Compreender como essas enigmáticas redes neurais se conectam e “pensam” é como tentar entender como funciona o cérebro humano. É um desafio formidável, que é melhor deixar para pesquisadores de aprendizado de máquina e para aqueles especializados em áreas de estudo como a neurociência cognitiva. A OpenAI fez bem ao criar um conjunto de visualizações selecionadas dessas fatias de inteligência de máquina orientadas visualmente.

O Microscópio OpenAI é uma análise ilustrativa do aprendizado de máquina, uma forma de representar conjuntos de dados complexos como imagens. A “biologia” dos modelos de visão populares amplia os neurônios dentro da arquitetura nodal para que pesquisadores de IA superinteligentes possam interpretar as conexões e a ponderação que ocorrem entre as camadas. Para contextualizar, imagine o Bing Image Creator respondendo aos prompts de forma mais natural devido a uma melhor compreensão dessas conexões.

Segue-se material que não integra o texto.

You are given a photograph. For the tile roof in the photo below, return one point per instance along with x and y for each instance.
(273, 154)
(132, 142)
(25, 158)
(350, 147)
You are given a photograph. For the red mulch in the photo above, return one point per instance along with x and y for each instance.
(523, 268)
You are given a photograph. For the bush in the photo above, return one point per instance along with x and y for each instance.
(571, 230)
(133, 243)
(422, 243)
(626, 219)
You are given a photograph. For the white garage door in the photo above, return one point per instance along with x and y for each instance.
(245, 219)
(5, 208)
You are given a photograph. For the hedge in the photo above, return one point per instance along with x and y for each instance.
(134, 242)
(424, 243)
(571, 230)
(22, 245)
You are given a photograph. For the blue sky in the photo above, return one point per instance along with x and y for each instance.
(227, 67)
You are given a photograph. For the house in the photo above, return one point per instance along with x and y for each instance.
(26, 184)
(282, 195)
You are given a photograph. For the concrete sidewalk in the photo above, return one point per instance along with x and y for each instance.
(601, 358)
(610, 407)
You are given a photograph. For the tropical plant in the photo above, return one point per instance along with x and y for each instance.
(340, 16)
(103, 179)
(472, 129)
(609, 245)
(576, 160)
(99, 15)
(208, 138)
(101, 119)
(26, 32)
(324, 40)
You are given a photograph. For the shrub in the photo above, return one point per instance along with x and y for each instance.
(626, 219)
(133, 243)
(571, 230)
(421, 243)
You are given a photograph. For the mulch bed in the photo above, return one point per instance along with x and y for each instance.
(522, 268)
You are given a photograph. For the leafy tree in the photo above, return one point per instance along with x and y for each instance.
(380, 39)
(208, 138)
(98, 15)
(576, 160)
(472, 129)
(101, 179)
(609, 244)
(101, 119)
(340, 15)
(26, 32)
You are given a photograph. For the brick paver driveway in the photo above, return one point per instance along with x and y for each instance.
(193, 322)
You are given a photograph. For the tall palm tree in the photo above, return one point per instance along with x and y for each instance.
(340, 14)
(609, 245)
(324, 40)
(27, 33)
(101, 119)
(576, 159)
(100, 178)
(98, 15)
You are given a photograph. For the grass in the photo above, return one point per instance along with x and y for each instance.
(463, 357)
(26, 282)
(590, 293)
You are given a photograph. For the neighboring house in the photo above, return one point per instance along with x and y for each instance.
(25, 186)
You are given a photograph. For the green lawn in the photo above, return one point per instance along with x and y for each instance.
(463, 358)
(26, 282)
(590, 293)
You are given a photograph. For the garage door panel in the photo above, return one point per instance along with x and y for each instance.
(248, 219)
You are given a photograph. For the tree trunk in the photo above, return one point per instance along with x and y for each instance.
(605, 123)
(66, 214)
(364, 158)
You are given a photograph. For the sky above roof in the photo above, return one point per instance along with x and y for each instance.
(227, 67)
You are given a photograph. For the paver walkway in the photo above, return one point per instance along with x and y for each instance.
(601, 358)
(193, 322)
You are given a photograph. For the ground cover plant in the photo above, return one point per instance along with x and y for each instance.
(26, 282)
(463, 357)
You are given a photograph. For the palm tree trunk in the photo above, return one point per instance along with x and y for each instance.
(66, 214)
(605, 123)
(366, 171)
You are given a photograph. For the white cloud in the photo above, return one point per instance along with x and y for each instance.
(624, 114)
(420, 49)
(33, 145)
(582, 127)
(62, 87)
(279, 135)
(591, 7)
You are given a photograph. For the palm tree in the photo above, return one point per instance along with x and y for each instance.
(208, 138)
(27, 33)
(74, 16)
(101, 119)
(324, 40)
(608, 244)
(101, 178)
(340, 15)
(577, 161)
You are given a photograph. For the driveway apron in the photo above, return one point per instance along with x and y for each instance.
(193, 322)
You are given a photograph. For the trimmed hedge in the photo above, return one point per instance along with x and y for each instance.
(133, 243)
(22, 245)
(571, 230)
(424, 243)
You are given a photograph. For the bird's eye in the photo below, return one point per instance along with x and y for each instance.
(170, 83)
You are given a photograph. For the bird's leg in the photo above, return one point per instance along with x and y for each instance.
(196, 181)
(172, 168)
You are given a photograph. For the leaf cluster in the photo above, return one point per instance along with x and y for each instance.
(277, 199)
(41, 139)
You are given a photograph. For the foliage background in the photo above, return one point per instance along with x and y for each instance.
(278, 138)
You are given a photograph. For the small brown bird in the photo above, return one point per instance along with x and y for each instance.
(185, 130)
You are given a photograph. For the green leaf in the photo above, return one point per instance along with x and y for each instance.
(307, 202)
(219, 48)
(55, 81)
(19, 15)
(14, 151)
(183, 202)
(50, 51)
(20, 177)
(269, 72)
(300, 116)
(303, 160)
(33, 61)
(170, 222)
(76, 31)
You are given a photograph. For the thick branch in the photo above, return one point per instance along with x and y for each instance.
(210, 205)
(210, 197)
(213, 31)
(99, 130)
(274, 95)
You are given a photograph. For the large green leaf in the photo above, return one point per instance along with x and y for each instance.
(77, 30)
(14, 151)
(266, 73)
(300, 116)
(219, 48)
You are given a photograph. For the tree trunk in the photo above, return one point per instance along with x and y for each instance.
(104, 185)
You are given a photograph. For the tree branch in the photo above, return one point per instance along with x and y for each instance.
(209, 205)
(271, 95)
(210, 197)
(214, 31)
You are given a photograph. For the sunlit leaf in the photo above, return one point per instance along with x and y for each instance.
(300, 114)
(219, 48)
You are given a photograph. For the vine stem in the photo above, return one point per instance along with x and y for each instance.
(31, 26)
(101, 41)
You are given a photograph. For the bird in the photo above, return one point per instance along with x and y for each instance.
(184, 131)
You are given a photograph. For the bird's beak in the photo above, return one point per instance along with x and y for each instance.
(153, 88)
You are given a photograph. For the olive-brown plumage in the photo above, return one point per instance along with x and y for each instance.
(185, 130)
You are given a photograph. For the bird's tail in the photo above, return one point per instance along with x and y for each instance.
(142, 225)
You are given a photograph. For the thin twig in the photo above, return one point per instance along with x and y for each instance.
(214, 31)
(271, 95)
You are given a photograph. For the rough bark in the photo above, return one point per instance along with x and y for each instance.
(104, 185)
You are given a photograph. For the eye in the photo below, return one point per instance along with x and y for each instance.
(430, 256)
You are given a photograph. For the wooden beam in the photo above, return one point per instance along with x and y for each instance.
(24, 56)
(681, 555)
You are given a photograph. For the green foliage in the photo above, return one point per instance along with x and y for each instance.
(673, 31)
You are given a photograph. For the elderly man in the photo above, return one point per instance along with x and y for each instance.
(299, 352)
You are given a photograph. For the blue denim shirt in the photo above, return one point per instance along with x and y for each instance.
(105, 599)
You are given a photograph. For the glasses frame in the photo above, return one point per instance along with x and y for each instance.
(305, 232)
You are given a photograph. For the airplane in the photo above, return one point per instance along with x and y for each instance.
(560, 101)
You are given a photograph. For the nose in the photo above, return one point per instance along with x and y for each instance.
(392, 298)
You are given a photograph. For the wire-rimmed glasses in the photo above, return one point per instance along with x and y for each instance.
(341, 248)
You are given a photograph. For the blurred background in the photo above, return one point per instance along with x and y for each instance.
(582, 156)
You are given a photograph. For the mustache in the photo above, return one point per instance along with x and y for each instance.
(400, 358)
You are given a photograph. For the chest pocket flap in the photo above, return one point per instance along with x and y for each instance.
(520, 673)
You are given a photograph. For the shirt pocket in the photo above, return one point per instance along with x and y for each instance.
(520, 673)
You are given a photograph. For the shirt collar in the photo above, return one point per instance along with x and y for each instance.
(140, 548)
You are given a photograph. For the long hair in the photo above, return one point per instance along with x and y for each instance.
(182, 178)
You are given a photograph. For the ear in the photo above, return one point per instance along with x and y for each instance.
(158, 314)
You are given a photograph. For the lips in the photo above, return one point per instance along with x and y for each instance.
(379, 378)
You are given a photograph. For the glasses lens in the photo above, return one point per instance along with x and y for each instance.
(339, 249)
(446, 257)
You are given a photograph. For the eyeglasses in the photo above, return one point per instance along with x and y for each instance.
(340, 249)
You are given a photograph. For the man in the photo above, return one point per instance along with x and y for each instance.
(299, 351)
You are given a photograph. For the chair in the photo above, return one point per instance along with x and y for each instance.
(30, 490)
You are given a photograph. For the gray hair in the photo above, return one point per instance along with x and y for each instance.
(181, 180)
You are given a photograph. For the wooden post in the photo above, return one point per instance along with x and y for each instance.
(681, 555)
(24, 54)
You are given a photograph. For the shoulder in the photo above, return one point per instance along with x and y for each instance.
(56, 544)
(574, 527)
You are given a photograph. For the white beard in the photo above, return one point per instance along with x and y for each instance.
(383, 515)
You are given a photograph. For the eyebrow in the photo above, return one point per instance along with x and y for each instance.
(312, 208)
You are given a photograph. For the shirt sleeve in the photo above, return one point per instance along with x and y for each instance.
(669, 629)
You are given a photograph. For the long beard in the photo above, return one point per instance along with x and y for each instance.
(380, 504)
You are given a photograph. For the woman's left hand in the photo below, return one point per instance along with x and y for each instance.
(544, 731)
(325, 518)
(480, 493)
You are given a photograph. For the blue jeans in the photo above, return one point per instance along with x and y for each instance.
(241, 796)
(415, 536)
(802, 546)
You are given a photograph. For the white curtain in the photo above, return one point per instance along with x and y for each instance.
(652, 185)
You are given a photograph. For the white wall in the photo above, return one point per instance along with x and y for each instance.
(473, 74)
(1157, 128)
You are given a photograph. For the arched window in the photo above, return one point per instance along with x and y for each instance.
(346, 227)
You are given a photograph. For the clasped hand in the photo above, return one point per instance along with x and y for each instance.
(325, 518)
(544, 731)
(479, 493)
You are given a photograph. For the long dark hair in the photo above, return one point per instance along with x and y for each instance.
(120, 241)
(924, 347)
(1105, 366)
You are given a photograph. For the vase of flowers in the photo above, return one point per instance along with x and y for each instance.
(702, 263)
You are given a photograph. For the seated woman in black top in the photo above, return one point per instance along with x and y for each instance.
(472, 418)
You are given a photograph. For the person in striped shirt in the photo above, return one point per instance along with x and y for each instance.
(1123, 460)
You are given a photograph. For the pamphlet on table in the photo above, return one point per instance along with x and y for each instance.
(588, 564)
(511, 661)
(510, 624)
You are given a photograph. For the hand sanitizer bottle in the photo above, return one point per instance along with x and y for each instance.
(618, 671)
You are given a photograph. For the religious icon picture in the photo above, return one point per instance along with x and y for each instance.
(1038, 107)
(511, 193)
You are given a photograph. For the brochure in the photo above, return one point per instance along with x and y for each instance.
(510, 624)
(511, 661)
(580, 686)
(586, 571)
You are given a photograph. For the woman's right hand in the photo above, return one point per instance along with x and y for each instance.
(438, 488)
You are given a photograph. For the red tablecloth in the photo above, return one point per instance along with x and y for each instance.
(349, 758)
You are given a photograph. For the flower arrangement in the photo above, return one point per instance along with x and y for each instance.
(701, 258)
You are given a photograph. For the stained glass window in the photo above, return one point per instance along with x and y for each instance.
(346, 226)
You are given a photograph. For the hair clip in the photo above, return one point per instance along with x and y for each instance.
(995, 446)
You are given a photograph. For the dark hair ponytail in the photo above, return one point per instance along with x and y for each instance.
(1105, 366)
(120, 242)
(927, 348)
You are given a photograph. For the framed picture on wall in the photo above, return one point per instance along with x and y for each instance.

Ao comparar o funcionamento das redes neurais com o do cérebro humano, os investigadores esperam desbloquear insights notáveis ​​sobre os mistérios da inteligência artificial. Isso significa que investigar essas caixas pretas de IA provavelmente afetará nossa compreensão do cérebro humano. Através deste trabalho, estamos cada vez mais perto de desvendar os segredos da mente e de desenvolver as capacidades da inteligência artificial.